Abstract

We report microscopic textural, geochemical, isotopic, and biomolecular evidence for microbial alteration of glass shards in a 337.7 m thick sequence of poorly sorted vitric and lithic tuffs recovered during Leg 192 of the Ocean Drilling Program on the Ontong Java Plateau. Petrographic analysis has revealed the highest density and variety of exceptionally preserved microbial alteration textures in the glass shards, when compared to previous studies of glassy pillow basalt margins from ocean crust and ophiolites. Two textural types of microbial alteration are commonly observed: tubular and granular. Tubular textures are characterized by well‐preserved, micron‐scale, tubular to vermicular, channel‐like features with both smooth and scalloped walls that commonly extend from a granular alteration interface rimmed by clay into unaltered glass. These channels are highly convoluted or twisted and in some instances bifurcate. Detailed scanning electron microscopy (SEM) images reveal the presence of delicate filaments and desiccated thin films with morphologies suggestive of a biogenic origin within the channels. Granular textures appear as solid bands, semicircles, or irregular patches of individual and/or coalesced spherical bodies with irregular protrusions into fresh glass.
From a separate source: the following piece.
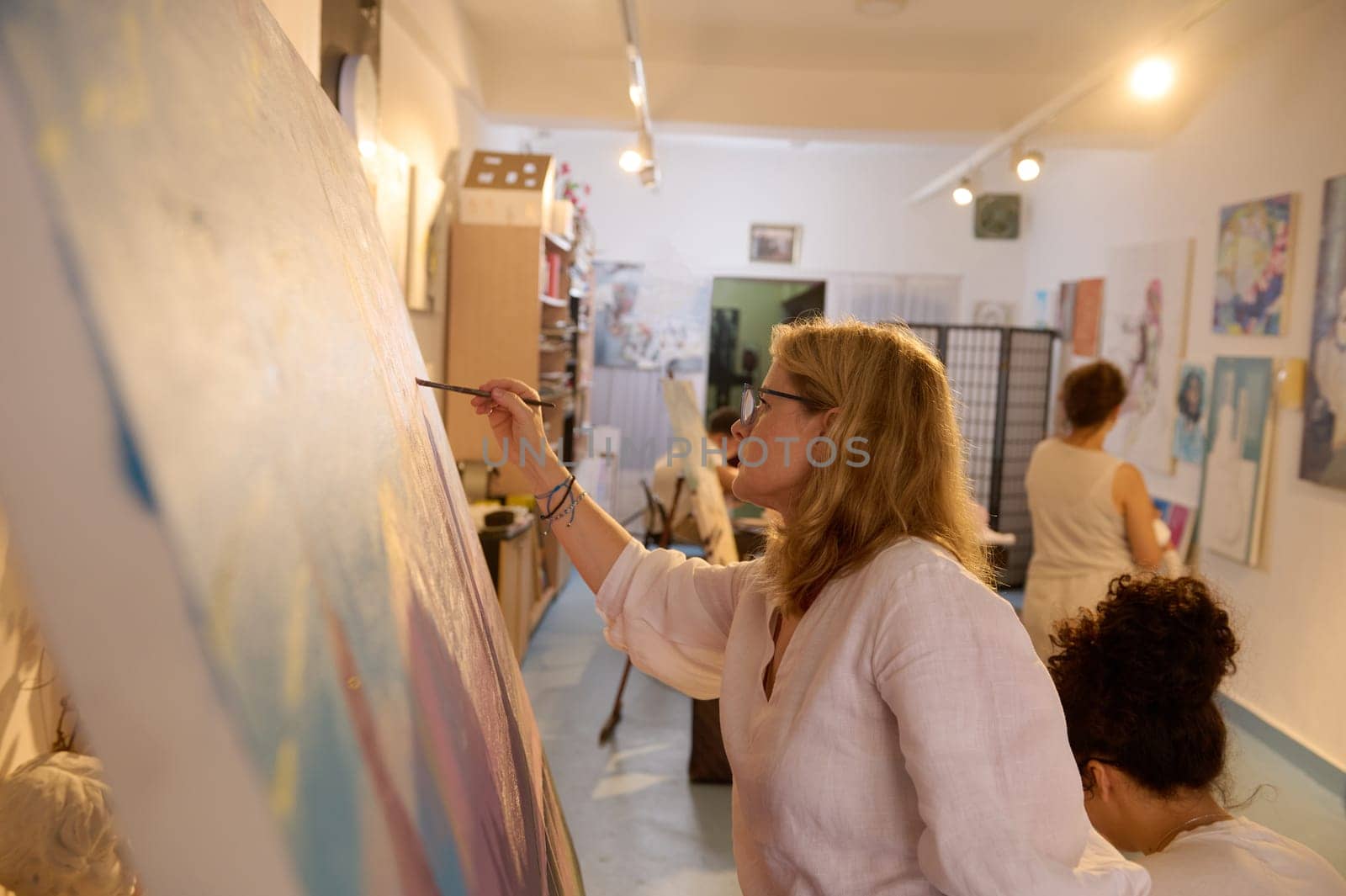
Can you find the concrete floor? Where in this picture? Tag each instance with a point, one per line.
(639, 826)
(641, 829)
Microprobe X‐ray element maps show elevated levels of carbon, nitrogen, phosphorous, and potassium associated with the microbial alteration features. Bulk‐rock carbon isotope ratios of disseminated carbonates in tuffs preserving fresh glass are depleted (<−9‰), suggesting biologic fractionation. The presence of nucleic acids within the microbial alteration features has been confirmed though staining with ethidium bromide, a stain that specifically binds to double‐stranded DNA and RNA. The presence of DNA/RNA suggests that the biogenic features may be relatively recent and that microbes may be currently active.